U.S. investigating removal of LGBTQ books in Texas school

GRANBURY, Texas -- The removal of LGBTQ-themed books from the library of the Granbury, Texas, school district is under investigation by the U.S. Department of Education's civil rights division.

"The Office for Civil Rights can confirm that there is an open investigation into Granbury ISD [Independent School District] under Title IX of the Education Amendments of 1972," according to a statement Tuesday from the Education Department. "We do not comment on pending investigations."

Title IX has prohibitions against discriminating on the basis of sex, gender and sexual orientation.

The investigation follows a complaint by the American Civil Liberties Union.

"It's certainly the first investigation I've seen by the agency testing that argument in this way," said W. Scott Lewis, managing partner at TNG, a consulting firm that advises school districts on complying with federal civil rights laws.

Since early 2021, book challenges and bans have reached levels not seen in decades, according to officials at the American Library Association, the National Coalition Against Censorship and other advocates for free expression.

Superintendent Jeremy Glenn did not immediately return messages to The Associated Press for comment Tuesday about the investigation into the north Texas district.

The ACLU complaint was based on a report by the media outlets that Glenn, in January, instructed librarians to remove books dealing with sexual orientation and people who are transgender.

"I acknowledge that there are men that think they're women and there are women that think they're men," Glenn said, according to a leaked recording of the meeting.

"I don't have any issues with what people want to believe, but there's no place for it in our libraries," according to the report.

Chloe Kempf, an ACLU attorney, said the investigation shows that the Education Department is concerned about an increase in anti-LGBTQ policies and book removals nationally.

"In this case it was made very clear, because the superintendent kind of said the quiet part out loud," Kempf said.

In March, the district said in a statement it was aware of Glenn's comments and they were made in an effort to comply with a request from Gov.

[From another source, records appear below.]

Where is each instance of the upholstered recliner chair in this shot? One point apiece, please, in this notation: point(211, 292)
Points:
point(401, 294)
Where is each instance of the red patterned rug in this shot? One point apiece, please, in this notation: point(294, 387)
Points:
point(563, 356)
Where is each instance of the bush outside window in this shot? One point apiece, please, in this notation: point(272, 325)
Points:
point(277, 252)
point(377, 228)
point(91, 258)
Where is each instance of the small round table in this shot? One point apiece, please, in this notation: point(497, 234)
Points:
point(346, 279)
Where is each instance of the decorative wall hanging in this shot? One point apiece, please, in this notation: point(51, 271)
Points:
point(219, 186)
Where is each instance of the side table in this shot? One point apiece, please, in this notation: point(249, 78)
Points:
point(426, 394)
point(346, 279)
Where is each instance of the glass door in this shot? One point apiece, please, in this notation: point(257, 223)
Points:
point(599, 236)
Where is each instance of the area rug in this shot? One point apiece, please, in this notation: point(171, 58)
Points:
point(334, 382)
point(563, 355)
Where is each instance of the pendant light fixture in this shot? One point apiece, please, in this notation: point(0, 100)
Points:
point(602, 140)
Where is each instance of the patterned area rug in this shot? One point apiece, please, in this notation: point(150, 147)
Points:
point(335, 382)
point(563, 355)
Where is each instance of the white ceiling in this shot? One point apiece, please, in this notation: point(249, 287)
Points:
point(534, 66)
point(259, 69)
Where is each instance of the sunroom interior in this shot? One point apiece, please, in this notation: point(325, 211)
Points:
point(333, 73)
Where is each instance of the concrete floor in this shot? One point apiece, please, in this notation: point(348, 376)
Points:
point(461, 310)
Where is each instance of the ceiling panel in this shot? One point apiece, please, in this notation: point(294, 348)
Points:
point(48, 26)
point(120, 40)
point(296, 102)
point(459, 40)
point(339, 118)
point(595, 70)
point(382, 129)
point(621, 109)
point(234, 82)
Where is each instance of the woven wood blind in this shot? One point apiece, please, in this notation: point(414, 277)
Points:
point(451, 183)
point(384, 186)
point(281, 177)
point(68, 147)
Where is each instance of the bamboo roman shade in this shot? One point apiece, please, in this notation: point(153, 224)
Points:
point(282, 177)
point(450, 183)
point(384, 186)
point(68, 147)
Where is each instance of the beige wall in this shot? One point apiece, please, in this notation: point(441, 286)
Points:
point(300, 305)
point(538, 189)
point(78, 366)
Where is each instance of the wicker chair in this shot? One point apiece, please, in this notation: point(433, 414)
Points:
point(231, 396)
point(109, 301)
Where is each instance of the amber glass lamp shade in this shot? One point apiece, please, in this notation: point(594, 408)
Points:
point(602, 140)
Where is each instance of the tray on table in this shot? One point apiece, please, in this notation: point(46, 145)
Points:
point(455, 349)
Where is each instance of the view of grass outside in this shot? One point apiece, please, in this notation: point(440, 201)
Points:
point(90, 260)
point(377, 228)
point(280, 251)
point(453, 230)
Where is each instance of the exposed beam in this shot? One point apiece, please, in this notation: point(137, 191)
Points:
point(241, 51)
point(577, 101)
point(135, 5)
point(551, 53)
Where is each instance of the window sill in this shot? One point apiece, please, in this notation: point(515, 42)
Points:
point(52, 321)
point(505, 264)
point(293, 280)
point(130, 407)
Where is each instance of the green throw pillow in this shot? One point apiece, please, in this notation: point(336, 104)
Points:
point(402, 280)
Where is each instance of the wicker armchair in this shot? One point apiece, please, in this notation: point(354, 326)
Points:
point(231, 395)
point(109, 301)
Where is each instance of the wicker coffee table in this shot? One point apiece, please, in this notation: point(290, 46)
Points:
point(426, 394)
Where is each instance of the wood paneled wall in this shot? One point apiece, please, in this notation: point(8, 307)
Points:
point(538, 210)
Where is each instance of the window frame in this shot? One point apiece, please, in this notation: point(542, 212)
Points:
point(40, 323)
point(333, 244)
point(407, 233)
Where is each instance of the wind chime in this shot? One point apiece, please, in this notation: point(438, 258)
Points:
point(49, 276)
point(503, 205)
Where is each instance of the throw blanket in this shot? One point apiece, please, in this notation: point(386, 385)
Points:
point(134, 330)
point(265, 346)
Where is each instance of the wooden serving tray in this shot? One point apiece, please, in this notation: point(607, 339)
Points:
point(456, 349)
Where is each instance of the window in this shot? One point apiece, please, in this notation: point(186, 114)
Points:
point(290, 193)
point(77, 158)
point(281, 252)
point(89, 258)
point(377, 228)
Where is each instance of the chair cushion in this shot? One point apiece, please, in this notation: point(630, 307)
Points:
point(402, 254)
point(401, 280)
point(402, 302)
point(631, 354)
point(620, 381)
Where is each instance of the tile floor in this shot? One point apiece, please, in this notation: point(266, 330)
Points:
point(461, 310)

Greg Abbott that sexually explicit books be removed from public school libraries.

"The district formed a review committee ... made up of educators and community members from diverse backgrounds," excluding Glenn, the statement said. The committee determined that eight books from the district's libraries were sexually explicit.

"Two of the eight books did have LGBTQ+ themes, however all of the books that were removed had sexually explicit and/or pervasively vulgar content," according to the statement.

The district has about 7,500 students on 10 campuses about 60 miles southwest of Dallas.